Pour 4 personnes
- 4 breasts of chicken boned
- Salt and pepper to the taste
- 2 tbsp of flour any use
- 2 eggs
- 4 cups of bread-crumb panko
- 1/2 compresses of grated Parmesan cheese
- 1 cup of olive oil to fry
- 1/2 compress of prepared tomato sauce
- 1/4 compresses of fresh mozzarella, cut in pieces
- 1/4 compresses of chopped fresh basil
- 1/2 compresses of cheese Provolone, grated
- 1/4 compresses of cheese grated Parmesan cheese
- 1 tbsp of olive oil
- Preheat the oven in 230°C.
- Place the breasts of chicken between two thick sheets(leaves) of plastic film, or still in a bag Ziploc. Place on a solid and flat surface and flatten in the pestle(drumstick) until a thickness of 1/2 thumb(inch). Season of salt and pepper. Sieve 2 soup spoons of flour over the chicken to cover him(it) with flour. Turn(return) the chicken so as to sprinkle him(it) with flour from both directions.
- Beat eggs in a bowl. In another bowl, combine(organize) panko bread-crumb and 1/2 compresses of worn Parmesan cheese.
- Dip the breasts of chicken into beaten eggs then press them in bread-crumb in the Parmesan cheese; be urgent to glue bread-crumb. Repeat it re - soaking into eggs, then iron in bread-crumb; let rest(base) the chicken 15 minutes.

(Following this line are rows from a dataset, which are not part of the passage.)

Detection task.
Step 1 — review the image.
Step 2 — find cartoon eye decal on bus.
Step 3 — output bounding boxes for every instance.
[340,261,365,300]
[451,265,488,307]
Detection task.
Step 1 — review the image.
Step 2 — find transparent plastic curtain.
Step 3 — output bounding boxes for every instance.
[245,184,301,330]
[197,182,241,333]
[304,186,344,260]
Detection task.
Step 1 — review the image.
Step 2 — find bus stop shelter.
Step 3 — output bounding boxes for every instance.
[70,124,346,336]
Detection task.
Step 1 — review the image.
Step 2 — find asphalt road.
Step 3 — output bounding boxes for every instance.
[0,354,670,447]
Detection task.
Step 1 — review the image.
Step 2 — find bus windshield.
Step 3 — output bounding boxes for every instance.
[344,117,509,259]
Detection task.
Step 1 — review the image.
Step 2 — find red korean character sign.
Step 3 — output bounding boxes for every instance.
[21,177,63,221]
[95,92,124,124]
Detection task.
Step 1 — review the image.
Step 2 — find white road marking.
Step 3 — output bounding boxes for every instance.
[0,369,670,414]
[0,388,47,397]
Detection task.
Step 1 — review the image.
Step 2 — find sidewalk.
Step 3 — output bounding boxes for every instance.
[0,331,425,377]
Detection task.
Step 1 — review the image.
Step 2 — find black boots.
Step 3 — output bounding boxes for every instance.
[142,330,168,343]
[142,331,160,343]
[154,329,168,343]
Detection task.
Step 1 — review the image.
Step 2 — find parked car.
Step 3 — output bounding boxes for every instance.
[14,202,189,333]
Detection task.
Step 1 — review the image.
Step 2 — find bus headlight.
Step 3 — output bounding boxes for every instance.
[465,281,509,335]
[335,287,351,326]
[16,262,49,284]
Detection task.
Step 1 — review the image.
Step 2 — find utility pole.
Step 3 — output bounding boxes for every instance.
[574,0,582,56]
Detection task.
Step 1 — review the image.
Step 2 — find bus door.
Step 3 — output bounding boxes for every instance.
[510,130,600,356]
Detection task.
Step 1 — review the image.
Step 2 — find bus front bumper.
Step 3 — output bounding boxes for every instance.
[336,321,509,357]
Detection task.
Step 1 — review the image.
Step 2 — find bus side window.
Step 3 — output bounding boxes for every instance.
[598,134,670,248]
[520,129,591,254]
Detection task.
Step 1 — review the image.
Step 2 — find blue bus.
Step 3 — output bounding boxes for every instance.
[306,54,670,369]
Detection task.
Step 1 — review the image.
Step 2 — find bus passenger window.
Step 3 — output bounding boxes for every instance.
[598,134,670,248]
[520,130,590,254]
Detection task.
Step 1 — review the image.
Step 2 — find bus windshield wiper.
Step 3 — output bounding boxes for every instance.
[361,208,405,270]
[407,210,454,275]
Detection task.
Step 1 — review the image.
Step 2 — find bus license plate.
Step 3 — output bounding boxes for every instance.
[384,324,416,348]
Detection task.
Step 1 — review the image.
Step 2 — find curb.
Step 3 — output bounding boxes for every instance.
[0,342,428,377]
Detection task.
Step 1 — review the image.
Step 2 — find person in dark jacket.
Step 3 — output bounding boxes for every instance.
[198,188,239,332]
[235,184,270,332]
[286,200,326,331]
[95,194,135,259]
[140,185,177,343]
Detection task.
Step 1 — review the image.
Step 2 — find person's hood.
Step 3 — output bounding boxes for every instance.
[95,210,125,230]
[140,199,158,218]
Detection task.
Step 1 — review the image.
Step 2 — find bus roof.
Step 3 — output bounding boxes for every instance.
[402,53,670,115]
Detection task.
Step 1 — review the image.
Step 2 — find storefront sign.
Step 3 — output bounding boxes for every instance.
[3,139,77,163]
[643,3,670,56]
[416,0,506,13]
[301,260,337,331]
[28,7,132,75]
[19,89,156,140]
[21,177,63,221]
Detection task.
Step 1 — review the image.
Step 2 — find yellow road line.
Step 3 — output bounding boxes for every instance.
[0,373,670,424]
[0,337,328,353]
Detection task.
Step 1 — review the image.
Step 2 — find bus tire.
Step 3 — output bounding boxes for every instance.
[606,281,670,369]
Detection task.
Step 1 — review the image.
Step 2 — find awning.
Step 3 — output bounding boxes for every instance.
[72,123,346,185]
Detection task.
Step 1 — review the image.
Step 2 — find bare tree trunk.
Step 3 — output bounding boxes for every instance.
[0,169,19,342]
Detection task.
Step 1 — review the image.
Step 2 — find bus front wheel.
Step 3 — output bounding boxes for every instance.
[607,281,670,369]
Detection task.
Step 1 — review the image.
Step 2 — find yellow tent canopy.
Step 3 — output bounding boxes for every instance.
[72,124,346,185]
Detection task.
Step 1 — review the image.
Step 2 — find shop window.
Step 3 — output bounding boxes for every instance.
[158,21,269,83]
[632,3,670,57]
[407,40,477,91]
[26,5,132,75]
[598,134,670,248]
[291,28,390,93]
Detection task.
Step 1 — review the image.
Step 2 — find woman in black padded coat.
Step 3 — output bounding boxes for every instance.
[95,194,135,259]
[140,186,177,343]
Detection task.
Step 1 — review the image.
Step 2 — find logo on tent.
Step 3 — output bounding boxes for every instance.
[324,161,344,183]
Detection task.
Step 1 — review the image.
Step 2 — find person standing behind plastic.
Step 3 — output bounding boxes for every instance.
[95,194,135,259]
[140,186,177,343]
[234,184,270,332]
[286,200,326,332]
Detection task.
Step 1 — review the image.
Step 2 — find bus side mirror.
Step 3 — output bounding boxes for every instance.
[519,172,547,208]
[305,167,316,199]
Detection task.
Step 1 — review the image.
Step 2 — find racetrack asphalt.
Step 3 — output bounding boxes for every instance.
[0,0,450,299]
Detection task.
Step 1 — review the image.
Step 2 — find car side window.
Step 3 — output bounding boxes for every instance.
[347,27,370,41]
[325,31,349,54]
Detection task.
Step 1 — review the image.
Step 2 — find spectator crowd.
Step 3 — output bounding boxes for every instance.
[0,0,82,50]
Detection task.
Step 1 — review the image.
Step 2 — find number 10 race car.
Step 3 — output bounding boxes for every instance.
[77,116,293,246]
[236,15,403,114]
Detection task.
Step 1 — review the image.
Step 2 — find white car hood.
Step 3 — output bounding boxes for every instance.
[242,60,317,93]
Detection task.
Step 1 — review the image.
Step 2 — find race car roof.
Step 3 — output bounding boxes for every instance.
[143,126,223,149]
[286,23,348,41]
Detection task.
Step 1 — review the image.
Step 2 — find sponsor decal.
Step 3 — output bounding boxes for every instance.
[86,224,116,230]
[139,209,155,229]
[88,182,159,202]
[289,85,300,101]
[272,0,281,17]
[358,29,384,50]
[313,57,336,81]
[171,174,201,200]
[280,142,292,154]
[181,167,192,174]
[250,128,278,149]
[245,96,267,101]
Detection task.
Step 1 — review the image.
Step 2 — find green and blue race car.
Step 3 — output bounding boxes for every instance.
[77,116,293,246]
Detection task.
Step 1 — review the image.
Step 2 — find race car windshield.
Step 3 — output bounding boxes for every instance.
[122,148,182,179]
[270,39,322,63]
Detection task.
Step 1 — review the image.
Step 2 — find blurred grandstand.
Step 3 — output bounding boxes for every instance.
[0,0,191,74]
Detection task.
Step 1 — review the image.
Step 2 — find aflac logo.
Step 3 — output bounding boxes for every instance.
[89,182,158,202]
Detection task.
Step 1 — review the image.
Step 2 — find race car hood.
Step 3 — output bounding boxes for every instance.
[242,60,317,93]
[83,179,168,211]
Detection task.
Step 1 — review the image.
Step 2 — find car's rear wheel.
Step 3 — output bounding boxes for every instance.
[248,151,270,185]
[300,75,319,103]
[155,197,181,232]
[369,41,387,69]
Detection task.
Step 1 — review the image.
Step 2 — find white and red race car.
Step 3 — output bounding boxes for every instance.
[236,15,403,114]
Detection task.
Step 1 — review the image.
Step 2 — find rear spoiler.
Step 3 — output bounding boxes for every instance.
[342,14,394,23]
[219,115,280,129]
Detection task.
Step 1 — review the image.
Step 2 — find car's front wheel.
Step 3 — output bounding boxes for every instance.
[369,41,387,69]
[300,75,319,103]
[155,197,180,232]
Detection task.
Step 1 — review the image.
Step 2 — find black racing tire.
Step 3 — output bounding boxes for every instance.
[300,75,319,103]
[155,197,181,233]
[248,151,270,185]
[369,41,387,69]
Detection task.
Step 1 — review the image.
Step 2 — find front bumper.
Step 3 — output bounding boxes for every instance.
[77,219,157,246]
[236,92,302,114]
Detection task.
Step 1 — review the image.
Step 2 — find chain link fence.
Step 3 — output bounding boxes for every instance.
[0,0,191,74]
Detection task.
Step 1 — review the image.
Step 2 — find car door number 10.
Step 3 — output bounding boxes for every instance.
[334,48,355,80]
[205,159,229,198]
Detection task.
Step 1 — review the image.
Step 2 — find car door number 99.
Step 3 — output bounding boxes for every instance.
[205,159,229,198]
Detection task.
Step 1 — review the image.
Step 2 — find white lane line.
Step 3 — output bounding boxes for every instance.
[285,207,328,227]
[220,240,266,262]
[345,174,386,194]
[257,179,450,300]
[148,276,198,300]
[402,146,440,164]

- Warm 1 cup of olive oil in a big frying pan on average-lively fire(light) and deep-fry the chicken approximately 2 minutes by side there. The chicken will end its oven cooking.
- Place the chicken in a dish(flat) of cooking and water(spray) with the tomato sauce. Arrange uniformly the cheese mozzarella, the basil, the provolone, ¼ cup of Parmesan cheese then drizzle with olive oil.
- Bake until the chicken is not pink any more in its center and until the cheese is bubbling, approximately 15-20 minutes. A thermometer with meat should indicate at least 75°C.